As hinted by the way that each of the track’s titles flow together to make a poetic imperative sentence, so too does the music itself work as a giant interlinked composition, with one track segueing into the next without a moment’s notice. Yet there is still striking variation between each song. The bustling “Pick Up Your Burning Cross,” with its staccato snares chopping up Hutchings’ looping trills and faint, shimmering flute, dumps into the humid Caribbean groove of “Think of Home,” where Hutchings doubles up on sax and clarinet to lay down wafting lines of reeds as the drummers create an organic version of dub, playing scattered and distended beats that drift around each other as Cross’ tuba blurts hold everything together.

One of the album’s greatest pleasures is hearing how the quartet adjust their approach around each guest. On “For the Culture,” they adopt some of the skeletal propulsiveness of classic UK grime to back D Double E, turning floating woodwinds into a buzzing, minimal backdrop under which an even more skeletal percussion pattern makes with real instruments the kind of brittle, punchy sound that grime MCs and producers used to make with cheap bedroom synths and software. “Hustle,” which features another UK rapper in Kojey Radical, adopts a denser soundscape of two steps forward, two steps backward movement as the instruments sound as if they are circling each other squaring up for a fight. This reflects Kojey’s own caustic lyrics like “You can test my spirit, but don’t test my patience,” daring anyone to step to him.
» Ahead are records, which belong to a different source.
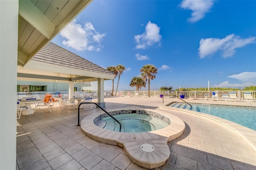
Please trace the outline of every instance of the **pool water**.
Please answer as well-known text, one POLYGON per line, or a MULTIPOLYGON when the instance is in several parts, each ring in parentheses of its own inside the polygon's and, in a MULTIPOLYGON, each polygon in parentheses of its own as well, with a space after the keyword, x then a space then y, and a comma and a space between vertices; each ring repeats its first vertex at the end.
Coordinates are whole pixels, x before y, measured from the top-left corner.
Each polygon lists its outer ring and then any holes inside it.
POLYGON ((186 103, 176 103, 170 106, 217 116, 256 130, 256 108, 196 104, 191 105, 192 108, 186 103))
MULTIPOLYGON (((154 117, 136 113, 113 116, 121 124, 121 132, 150 132, 166 127, 170 125, 164 121, 154 117)), ((110 117, 102 119, 106 122, 104 128, 119 131, 119 124, 110 117)))

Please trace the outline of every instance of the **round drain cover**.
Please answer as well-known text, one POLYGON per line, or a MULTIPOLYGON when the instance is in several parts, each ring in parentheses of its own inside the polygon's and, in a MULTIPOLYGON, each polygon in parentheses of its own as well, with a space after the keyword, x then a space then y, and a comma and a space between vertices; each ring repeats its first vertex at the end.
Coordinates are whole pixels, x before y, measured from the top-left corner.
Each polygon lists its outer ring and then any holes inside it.
POLYGON ((140 146, 140 148, 143 151, 146 152, 151 152, 155 150, 155 148, 153 145, 148 143, 144 143, 142 144, 140 146))

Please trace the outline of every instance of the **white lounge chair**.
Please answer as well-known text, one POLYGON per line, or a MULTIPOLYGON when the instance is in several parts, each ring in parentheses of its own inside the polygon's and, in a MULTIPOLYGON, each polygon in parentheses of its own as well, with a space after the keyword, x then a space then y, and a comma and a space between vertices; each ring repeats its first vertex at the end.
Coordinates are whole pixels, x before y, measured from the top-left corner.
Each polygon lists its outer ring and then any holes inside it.
POLYGON ((18 119, 20 119, 20 115, 21 115, 21 112, 24 110, 26 110, 29 113, 29 115, 30 115, 30 113, 29 112, 29 109, 28 109, 28 107, 27 105, 20 105, 20 102, 19 101, 17 101, 17 113, 19 117, 18 118, 17 118, 18 119))
POLYGON ((43 100, 44 99, 41 98, 40 97, 40 95, 39 93, 32 93, 32 95, 33 97, 36 97, 36 100, 43 100))
POLYGON ((86 97, 84 96, 84 93, 83 92, 79 92, 79 97, 81 98, 85 98, 86 97))
POLYGON ((85 96, 86 97, 90 97, 90 93, 88 91, 85 92, 85 96))
POLYGON ((244 100, 246 101, 254 101, 255 99, 252 97, 251 92, 244 92, 244 100))
POLYGON ((204 100, 208 100, 208 99, 209 99, 209 95, 208 95, 208 94, 205 94, 204 100))
POLYGON ((229 101, 229 100, 230 99, 228 94, 223 94, 221 99, 223 101, 224 101, 224 100, 229 101))
POLYGON ((96 93, 96 92, 92 92, 92 95, 93 97, 96 97, 98 96, 98 94, 96 93))
POLYGON ((220 97, 218 95, 218 91, 212 92, 212 100, 219 100, 220 97))
MULTIPOLYGON (((84 102, 92 102, 92 97, 86 97, 84 99, 84 102)), ((92 107, 92 103, 89 103, 89 104, 84 104, 84 110, 86 111, 86 110, 89 109, 93 109, 92 107)))
POLYGON ((141 96, 139 95, 139 92, 135 92, 135 95, 134 95, 134 97, 141 97, 141 96))
POLYGON ((48 101, 47 101, 46 102, 41 101, 38 103, 38 104, 36 105, 36 107, 35 109, 36 109, 36 108, 38 107, 48 107, 48 109, 49 109, 49 110, 50 111, 50 113, 52 113, 51 111, 51 109, 50 109, 50 107, 51 105, 51 102, 52 102, 52 97, 50 97, 48 101))
POLYGON ((23 97, 26 96, 26 93, 20 93, 18 94, 18 98, 23 99, 23 97))
POLYGON ((229 93, 230 100, 231 101, 232 99, 236 100, 236 101, 238 100, 238 98, 236 97, 236 92, 229 93))
MULTIPOLYGON (((63 92, 63 97, 66 99, 68 99, 68 94, 67 92, 63 92)), ((62 97, 63 98, 63 97, 62 97)))
POLYGON ((76 109, 75 106, 75 101, 74 100, 72 100, 72 99, 69 99, 65 97, 62 97, 62 100, 63 101, 63 106, 62 106, 62 108, 61 110, 63 110, 65 107, 66 107, 66 105, 67 104, 71 104, 73 105, 74 109, 76 109))

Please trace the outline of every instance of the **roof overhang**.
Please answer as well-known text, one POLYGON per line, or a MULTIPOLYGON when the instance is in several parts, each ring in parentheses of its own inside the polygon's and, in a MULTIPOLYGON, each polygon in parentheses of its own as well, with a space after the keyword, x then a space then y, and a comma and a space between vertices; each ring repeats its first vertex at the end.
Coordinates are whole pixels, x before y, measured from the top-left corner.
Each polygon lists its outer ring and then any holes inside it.
POLYGON ((92 1, 19 0, 18 65, 27 64, 92 1))
POLYGON ((18 66, 18 80, 75 83, 113 79, 115 75, 83 70, 31 60, 26 67, 18 66))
The album’s back half eases off the guest stars to remain with the core band, but if anything the compositions only get even stranger and more distinctive. “In Remembrance of Those Fallen” erupts out of the gate as demented calliope music, all pan flutes and overlapping percussion as Cross’s prominent tuba turns the whole thing into Tom Waits-esque gutter carnivalia. Then, Hutchings enters with an elegant saxophone line that clashes with the absurdity, and his languid playing gradually reorients the chaos; the other players don’t shift what they’re doing, exactly, but they fall into place around Hutchings in such a way that the goofiness becomes more emotionally charged, lending urgency to the skittering percussion and bouncing tuba. Similarly, the album’s longest track, “Envision Yourself Levitating,” traverses a tonal range across its eight-and-a-half minutes, first rising up from the primordial soup with lonely saxophone howls against negative space before Hutchings starts laying down sheets of sound as the drummers conjure up some cymbal dancing redolent of Elvin Jones’ brassy washes. Eventually, everyone dials it back to let Cross take center space as clarinet and shuffling snares thread around him. Hutchings may be known as an outré talent who honed his chops with some of jazz’s most daring modern acts, but here is a reminder that even the most cerebral jazz is rooted in keening, unguarded emotion.
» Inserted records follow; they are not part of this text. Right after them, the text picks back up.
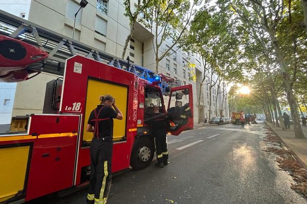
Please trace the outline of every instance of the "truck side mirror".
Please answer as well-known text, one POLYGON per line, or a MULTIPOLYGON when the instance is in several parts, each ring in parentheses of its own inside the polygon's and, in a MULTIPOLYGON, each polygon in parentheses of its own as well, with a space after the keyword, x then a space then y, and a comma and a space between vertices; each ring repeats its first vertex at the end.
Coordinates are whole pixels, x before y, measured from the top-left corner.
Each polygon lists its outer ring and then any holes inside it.
POLYGON ((181 100, 182 99, 182 93, 176 93, 176 100, 181 100))
POLYGON ((175 103, 175 106, 176 107, 181 108, 182 107, 182 102, 179 100, 176 100, 176 102, 175 103))

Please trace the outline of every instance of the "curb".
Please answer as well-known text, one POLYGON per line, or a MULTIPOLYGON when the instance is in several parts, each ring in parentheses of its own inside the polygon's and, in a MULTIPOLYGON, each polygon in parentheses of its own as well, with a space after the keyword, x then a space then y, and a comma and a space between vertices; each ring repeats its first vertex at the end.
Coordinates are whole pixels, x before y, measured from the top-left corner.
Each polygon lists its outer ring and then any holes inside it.
POLYGON ((290 151, 291 154, 292 154, 296 161, 298 162, 299 164, 301 165, 302 167, 303 167, 305 169, 307 169, 307 164, 305 163, 305 162, 304 162, 303 160, 301 158, 300 158, 300 157, 298 156, 297 155, 296 155, 296 154, 295 154, 294 151, 292 150, 292 149, 291 149, 291 148, 290 146, 289 146, 289 145, 284 142, 284 141, 283 141, 283 140, 282 140, 282 138, 279 137, 277 133, 275 132, 275 131, 273 129, 272 129, 269 125, 268 124, 267 121, 265 121, 265 122, 266 123, 266 124, 270 128, 270 130, 271 130, 275 134, 275 135, 278 137, 278 138, 279 138, 280 140, 281 140, 282 145, 286 147, 290 151))

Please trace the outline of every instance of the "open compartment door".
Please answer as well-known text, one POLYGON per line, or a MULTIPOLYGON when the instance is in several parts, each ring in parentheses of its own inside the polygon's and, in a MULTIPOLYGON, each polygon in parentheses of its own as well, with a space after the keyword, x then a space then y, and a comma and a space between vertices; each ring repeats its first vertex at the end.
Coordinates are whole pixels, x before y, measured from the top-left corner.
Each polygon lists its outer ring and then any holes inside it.
POLYGON ((178 135, 187 129, 192 129, 193 91, 192 85, 172 88, 168 100, 167 117, 170 121, 167 134, 178 135))

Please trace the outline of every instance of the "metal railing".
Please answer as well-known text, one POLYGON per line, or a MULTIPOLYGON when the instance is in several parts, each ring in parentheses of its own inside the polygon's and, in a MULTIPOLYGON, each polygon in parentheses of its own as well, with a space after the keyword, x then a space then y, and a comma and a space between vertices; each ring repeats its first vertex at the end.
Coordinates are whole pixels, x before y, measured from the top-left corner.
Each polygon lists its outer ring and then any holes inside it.
POLYGON ((101 4, 97 2, 96 8, 101 12, 103 14, 107 15, 107 2, 102 1, 103 4, 101 4))

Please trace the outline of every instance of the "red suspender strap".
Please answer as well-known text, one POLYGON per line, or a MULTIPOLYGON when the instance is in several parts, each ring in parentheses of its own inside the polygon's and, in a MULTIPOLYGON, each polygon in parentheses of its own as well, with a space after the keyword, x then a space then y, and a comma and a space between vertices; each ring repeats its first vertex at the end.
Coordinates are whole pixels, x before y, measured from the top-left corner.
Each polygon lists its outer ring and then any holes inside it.
POLYGON ((99 111, 98 111, 98 114, 97 113, 97 108, 96 108, 94 110, 94 114, 95 114, 95 119, 91 120, 91 121, 95 121, 95 127, 94 127, 95 132, 94 133, 94 137, 96 136, 97 137, 97 138, 98 138, 98 139, 99 139, 99 125, 98 124, 98 121, 100 121, 101 120, 109 120, 110 119, 110 118, 98 119, 98 117, 99 117, 99 115, 100 115, 100 112, 101 112, 101 110, 104 107, 105 107, 105 106, 103 106, 100 109, 99 109, 99 111))

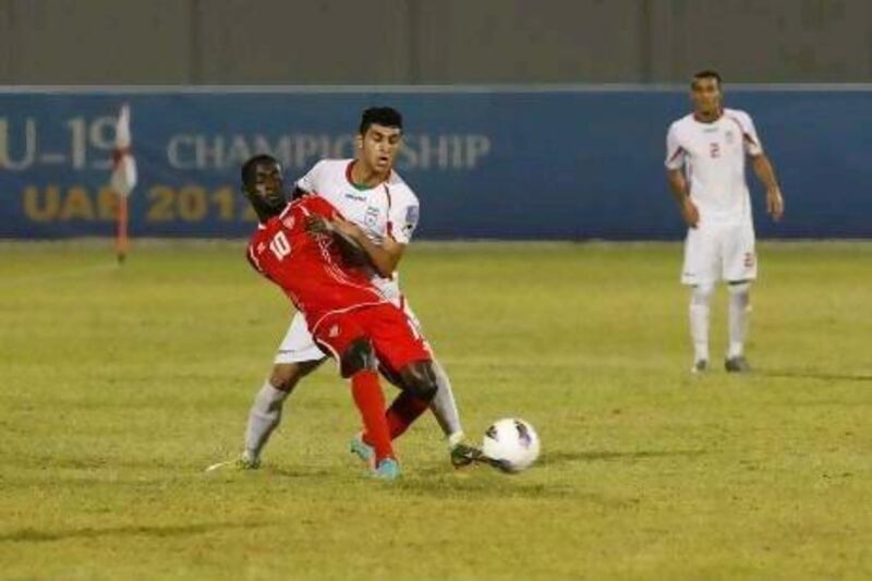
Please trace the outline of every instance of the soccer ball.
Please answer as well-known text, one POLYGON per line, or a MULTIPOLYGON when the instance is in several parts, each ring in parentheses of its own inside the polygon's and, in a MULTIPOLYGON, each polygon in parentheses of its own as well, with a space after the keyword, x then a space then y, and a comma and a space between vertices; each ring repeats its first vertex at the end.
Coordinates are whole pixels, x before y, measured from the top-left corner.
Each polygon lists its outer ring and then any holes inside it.
POLYGON ((517 417, 494 422, 484 433, 482 450, 506 472, 526 470, 538 458, 538 435, 533 426, 517 417))

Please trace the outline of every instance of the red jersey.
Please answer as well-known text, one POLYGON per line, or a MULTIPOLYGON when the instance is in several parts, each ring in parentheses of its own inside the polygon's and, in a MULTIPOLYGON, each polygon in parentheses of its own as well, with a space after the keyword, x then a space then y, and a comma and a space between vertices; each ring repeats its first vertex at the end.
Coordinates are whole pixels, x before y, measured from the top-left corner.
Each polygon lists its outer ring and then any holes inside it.
POLYGON ((282 213, 257 226, 249 242, 249 262, 303 313, 315 334, 324 317, 387 302, 370 275, 342 261, 329 234, 306 232, 306 218, 332 219, 339 213, 320 196, 288 204, 282 213))

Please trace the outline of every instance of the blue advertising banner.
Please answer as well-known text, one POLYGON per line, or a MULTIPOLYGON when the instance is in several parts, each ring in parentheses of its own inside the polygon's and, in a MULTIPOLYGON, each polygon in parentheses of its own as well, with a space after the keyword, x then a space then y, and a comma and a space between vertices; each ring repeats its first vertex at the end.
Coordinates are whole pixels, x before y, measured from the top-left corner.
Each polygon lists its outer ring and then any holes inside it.
MULTIPOLYGON (((637 240, 683 235, 663 169, 685 89, 181 89, 0 93, 0 238, 112 235, 114 117, 132 111, 133 237, 237 238, 254 217, 239 168, 256 153, 287 180, 352 157, 360 112, 405 119, 398 170, 422 202, 419 238, 637 240)), ((761 237, 872 237, 872 87, 729 92, 779 173, 784 222, 761 237)))

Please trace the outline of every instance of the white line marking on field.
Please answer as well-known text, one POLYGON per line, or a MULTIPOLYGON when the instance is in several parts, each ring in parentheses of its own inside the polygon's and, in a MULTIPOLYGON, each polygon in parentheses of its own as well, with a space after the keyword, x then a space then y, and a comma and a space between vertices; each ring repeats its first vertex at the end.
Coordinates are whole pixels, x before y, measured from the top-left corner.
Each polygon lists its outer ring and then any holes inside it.
POLYGON ((109 270, 117 270, 119 266, 114 263, 96 264, 83 268, 75 268, 71 270, 63 270, 60 273, 44 273, 39 275, 25 275, 21 277, 0 278, 0 287, 21 287, 33 282, 48 282, 51 280, 60 280, 64 278, 76 278, 90 275, 94 273, 104 273, 109 270))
“Black” closes the album with another appearance from Idehen, who speaks through radio broadcast distortion as the band collapses into faint but screeching noise behind him, the poet and band both building in intensity until climaxing in a frenzied burst. It’s a powerful final note for what may be the best album yet in Hutchings’ ever-expanding catalogue. Hutchings, like many contemporary jazz luminaries and indeed like many forward-thinking musicians stretching all the way back to the likes of Miles and Ornette, tends to reject “jazz” as a label, perhaps as much to avoid the general commercial stigma of the label as to foreground his embrace of other styles of music. Yet it is precisely artists like him who prove jazz’s enduring power and adaptability, freeing it from museum-piece staleness and reminding everyone, including the people who play it, how much gas is left in the genre’s tank. Black to the Future is angry and immediate, but also lyrical and elegant, and it speaks passionately to issues that have been baked into jazz’s commentary since its creation and which continue to be relevant.

Armed with a host of likeminded guests, Sons of Kemet continue to stretch the elastic boundaries of jazz with another triumph.